OAB denuncia policiais por abusos durante blitz
PUBLICAÇÃO
quinta-feira, 23 de abril de 1998
Edna Mendes 
A Ordem dos Advogados do Brasil (OAB) - seção de Foz do Iguaçu, enviou ontem ofício à Procuradoria da República solicitando que sejam apuradas as supostas irregularidades cometidas por policiais federais, durante operações realizadas no início do mês para coibir a permanência de estrangeiros em situação ilegal na cidade.
Cerca de 20 pessoas, entre brasileiros e estrangeiros legalizados, denunciaram à OAB que policiais federais teriam cometido abusos durante as blitz, entrando em residências sem pedir autorização e sem apresentar mandados judiciais.

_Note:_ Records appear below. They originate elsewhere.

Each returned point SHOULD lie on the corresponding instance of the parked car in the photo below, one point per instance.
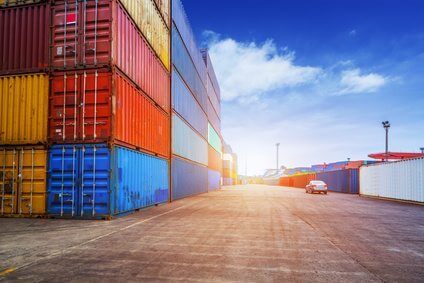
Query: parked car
(316, 186)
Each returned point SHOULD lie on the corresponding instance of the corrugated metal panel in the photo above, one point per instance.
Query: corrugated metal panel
(85, 112)
(211, 73)
(214, 139)
(188, 178)
(80, 183)
(151, 24)
(186, 105)
(141, 180)
(24, 33)
(214, 100)
(11, 3)
(23, 181)
(164, 7)
(228, 181)
(214, 119)
(402, 180)
(187, 143)
(24, 109)
(214, 180)
(139, 122)
(183, 63)
(343, 181)
(187, 36)
(103, 34)
(81, 106)
(214, 159)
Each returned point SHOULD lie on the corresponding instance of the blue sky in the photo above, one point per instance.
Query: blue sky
(317, 76)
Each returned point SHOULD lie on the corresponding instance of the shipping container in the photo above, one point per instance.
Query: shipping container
(183, 63)
(400, 180)
(228, 181)
(214, 180)
(211, 73)
(12, 3)
(297, 181)
(214, 139)
(182, 27)
(24, 109)
(214, 159)
(94, 181)
(150, 23)
(342, 181)
(188, 178)
(23, 181)
(187, 143)
(164, 7)
(89, 34)
(187, 106)
(101, 106)
(24, 39)
(213, 118)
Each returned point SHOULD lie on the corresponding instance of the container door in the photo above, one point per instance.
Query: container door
(94, 194)
(32, 192)
(81, 33)
(66, 22)
(80, 107)
(64, 180)
(9, 180)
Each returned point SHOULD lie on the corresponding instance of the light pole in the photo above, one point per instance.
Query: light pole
(277, 145)
(386, 125)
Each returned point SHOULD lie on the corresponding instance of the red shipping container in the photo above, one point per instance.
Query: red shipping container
(95, 34)
(101, 106)
(24, 39)
(214, 159)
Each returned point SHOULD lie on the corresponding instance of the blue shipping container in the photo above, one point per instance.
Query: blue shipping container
(214, 180)
(188, 178)
(184, 64)
(93, 181)
(343, 181)
(187, 106)
(228, 182)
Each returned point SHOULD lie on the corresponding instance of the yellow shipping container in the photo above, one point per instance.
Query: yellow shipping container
(149, 21)
(164, 8)
(23, 109)
(6, 3)
(23, 181)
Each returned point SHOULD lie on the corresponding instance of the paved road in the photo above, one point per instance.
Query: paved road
(249, 234)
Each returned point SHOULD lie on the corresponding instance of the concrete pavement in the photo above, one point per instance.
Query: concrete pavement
(245, 233)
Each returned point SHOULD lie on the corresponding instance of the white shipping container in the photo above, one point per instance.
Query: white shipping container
(401, 180)
(187, 143)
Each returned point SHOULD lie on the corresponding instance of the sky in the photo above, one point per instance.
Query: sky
(317, 76)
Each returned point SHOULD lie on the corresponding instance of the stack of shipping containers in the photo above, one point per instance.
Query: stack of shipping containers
(195, 120)
(109, 121)
(86, 108)
(24, 90)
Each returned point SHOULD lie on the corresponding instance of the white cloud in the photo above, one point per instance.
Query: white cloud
(248, 70)
(352, 81)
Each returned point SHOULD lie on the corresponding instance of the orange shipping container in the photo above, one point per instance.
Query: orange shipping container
(214, 159)
(101, 106)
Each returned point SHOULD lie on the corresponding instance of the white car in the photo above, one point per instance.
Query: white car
(316, 186)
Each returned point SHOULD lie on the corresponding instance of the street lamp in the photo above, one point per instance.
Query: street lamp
(386, 125)
(277, 145)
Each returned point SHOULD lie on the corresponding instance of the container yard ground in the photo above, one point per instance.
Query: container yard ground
(246, 233)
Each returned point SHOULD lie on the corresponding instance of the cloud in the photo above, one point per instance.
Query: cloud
(247, 70)
(352, 81)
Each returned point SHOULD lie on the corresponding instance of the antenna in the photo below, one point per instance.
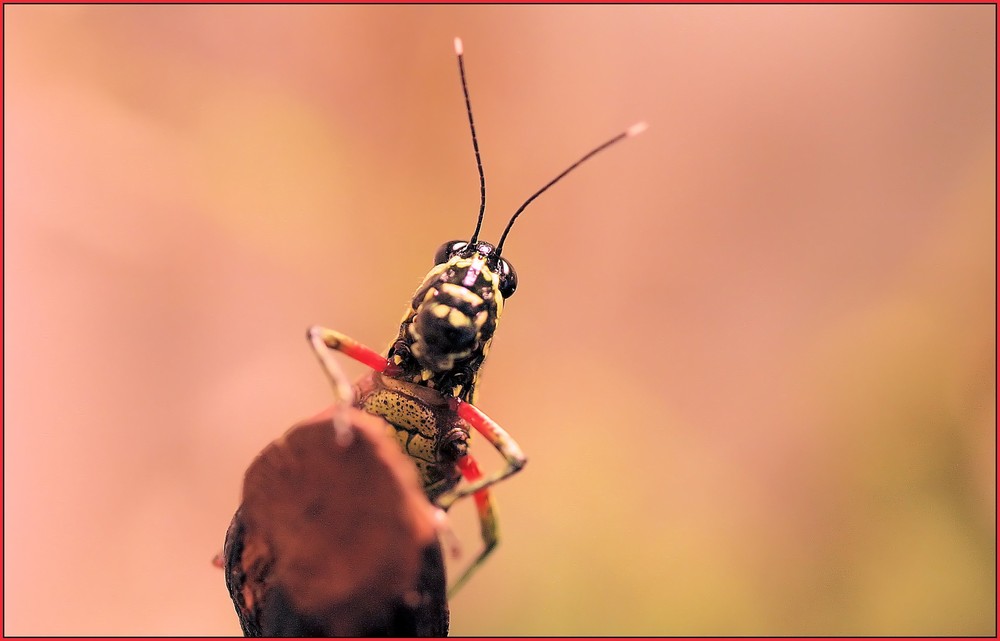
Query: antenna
(475, 143)
(634, 130)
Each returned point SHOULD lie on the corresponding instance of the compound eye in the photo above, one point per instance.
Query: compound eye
(508, 278)
(448, 250)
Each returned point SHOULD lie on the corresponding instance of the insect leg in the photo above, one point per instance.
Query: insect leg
(321, 339)
(347, 346)
(498, 438)
(488, 522)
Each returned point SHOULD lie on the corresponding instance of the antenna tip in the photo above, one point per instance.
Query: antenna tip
(636, 129)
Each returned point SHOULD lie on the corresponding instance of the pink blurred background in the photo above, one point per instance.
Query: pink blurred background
(751, 358)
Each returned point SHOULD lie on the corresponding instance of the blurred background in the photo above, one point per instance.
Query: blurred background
(752, 357)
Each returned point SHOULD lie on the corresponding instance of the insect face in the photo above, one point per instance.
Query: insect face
(456, 309)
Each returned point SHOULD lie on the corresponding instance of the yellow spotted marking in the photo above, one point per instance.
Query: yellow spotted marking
(458, 319)
(401, 410)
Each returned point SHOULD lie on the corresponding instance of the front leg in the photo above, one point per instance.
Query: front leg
(322, 341)
(498, 438)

Segundo as reclamações, em residências de famílias árabes a PF teria colocado as mulheres em situação constrangedora. Quando estão em casa, elas não usam o chador (lenço que esconde o rosto).
O procurador Alexandre Porciúncula e o presidente da OAB, Márcio de Souza, pecorremram residências de estrangeiros e brasileiros e comprovaram as denúncias. Segundo Souza, nas averiguações realizadas pela OAB e Procuradoria, ficaram confirmados indícios de arbitrariedade por parte da polícia. Queremos que a PF monte processo administrativo para apurar essas irregularidades e puna os culpados. Ninguém pode ter sua casa invadida sem mandado de busca, afirmou.
O superintendente da Polícia Federal, Luiz Glicério Ferrari, informou que após receber o comunicado da Procuradoria vai investigar as supostas irregularidades. Segundo ele, os agentes não teriam invadido residências e sim permancido nas garagens e play-ground.
As operações realizadas desde o início do ano na fronteira entre Brasil, Paraguai e Argentina, farão parte de uma audiência pública que será realizada no dia 28, na Câmara dos Deputados, em Brasília. O assunto será discutido pela Comissão de Direitos Humanos da Câmara, Procuradoria Geral da República e ONGs (oraganizações não-governamentais). A audiência também vai tratar da anistia para estrangeiros em situação irregular, recadastramento, Lei dos Estrangeiros, multas, penalidades e denúncias de violações dos direitos humanos e garantias constitucionais.